Probability and Random Sampling

Probability

Definition: Probability is the ratio of the number of specific outcomes to the number of all possible outcomes.
- Expressed as: Probability\ of\ A = \frac{number\ of\ A\ outcomes}{number\ of\ all\ possible\ outcomes}
Example:
- A jar contains 50 marbles: 10 red and 40 blue.
- The probability of drawing a red marble is: P(red) = \frac{10}{50} = 0.2 = 20\%.
- Probability is equivalent to proportion.

Probability Range

Probability values range from 0% to 100%.
- 100% Probability: The event will definitely occur.
- 0% Probability: The event will definitely not occur.

Random Sample

Definition: A sample selected from a population where every individual has an equal and independent chance of being chosen.
Two Important Principles:
- Every individual has an equal chance of being selected.
- The probability of selecting an individual remains constant, regardless of who was previously selected.
  - This implies independence between selections.

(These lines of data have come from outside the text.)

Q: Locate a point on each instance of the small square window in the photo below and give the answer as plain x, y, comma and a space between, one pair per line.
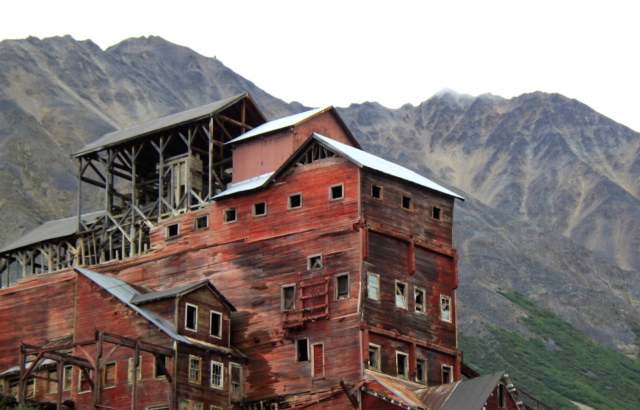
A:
260, 209
336, 192
200, 222
314, 262
216, 324
407, 203
295, 201
230, 215
376, 192
172, 231
302, 350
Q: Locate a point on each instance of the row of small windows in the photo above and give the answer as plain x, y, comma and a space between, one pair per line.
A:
377, 192
401, 296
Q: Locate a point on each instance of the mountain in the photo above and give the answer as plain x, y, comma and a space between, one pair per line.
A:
552, 187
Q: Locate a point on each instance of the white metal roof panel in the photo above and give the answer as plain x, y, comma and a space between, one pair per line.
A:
279, 124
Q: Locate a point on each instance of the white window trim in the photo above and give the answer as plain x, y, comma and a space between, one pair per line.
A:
221, 375
378, 280
186, 311
330, 192
313, 361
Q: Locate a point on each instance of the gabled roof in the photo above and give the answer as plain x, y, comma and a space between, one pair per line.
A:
117, 137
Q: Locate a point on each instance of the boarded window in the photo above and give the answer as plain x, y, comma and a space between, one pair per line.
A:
401, 295
420, 306
216, 324
402, 361
318, 360
302, 350
342, 287
288, 297
217, 374
373, 285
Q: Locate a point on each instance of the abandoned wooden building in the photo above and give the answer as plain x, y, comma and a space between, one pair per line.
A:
241, 264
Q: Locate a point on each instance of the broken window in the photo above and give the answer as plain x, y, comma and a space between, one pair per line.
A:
260, 209
342, 287
172, 230
109, 375
374, 357
420, 305
201, 222
373, 286
302, 350
421, 371
406, 202
402, 361
217, 374
437, 213
336, 191
230, 215
445, 308
191, 317
376, 191
288, 297
314, 262
195, 369
216, 324
295, 201
401, 295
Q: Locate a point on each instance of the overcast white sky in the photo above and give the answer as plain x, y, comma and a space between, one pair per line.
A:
343, 52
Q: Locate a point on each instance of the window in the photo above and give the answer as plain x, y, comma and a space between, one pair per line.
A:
172, 231
229, 215
376, 192
342, 286
294, 201
217, 374
195, 366
421, 371
138, 369
67, 381
402, 361
302, 350
447, 374
373, 285
445, 308
109, 375
420, 305
374, 357
401, 295
318, 360
314, 262
336, 192
201, 222
260, 209
288, 297
216, 324
407, 203
191, 317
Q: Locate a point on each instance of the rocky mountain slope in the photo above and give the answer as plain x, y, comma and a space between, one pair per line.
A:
553, 187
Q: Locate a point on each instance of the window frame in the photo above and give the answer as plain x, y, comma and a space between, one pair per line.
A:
221, 386
331, 198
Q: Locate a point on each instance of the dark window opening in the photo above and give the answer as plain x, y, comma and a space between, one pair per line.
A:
302, 350
260, 209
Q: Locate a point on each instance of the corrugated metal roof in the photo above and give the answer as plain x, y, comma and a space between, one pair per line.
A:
279, 124
52, 230
140, 130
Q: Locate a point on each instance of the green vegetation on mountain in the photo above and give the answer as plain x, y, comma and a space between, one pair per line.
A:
556, 362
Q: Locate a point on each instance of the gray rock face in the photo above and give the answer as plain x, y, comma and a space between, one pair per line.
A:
552, 186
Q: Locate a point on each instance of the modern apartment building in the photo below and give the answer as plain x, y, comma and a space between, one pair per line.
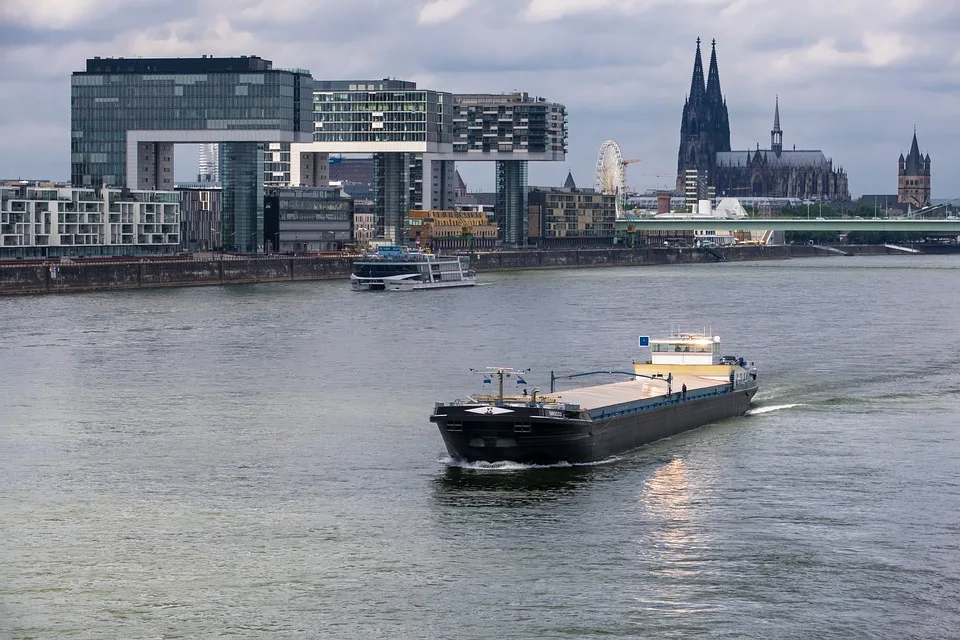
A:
49, 222
364, 221
200, 216
128, 113
571, 217
511, 129
309, 219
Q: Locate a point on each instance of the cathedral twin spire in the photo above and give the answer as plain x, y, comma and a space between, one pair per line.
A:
711, 88
705, 126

Random Sampling & Replacement

Random Sampling with Replacement:
- Each selected individual is returned to the population before the next selection.
- This ensures the population size and probabilities remain constant across selections.
- Example: In a population of 16, the probability of selecting a specific person is \frac{1}{16}. After selecting and replacing them, the probability remains \frac{1}{16} for the next draw.
Random Sampling without Replacement:
- Each selected individual is removed from the population.
- This changes the population size and probabilities for subsequent selections.
- Example: In a population of 16, if one person is selected and removed, the probability of selecting a specific person in the next draw becomes \frac{1}{15}.

Normal Distribution

Characteristics:
- Symmetrical, bell-shaped distribution.
- Mean, median, and mode are equal and located at the center.
Empirical Rule (68-95-99.7 Rule):
- Approximately 68% of the scores fall within ±1 standard deviation (SD) of the mean.
- Approximately 95% of the scores fall within ±2 SDs of the mean.
- Approximately 99.7% of the scores fall within ±3 SDs of the mean.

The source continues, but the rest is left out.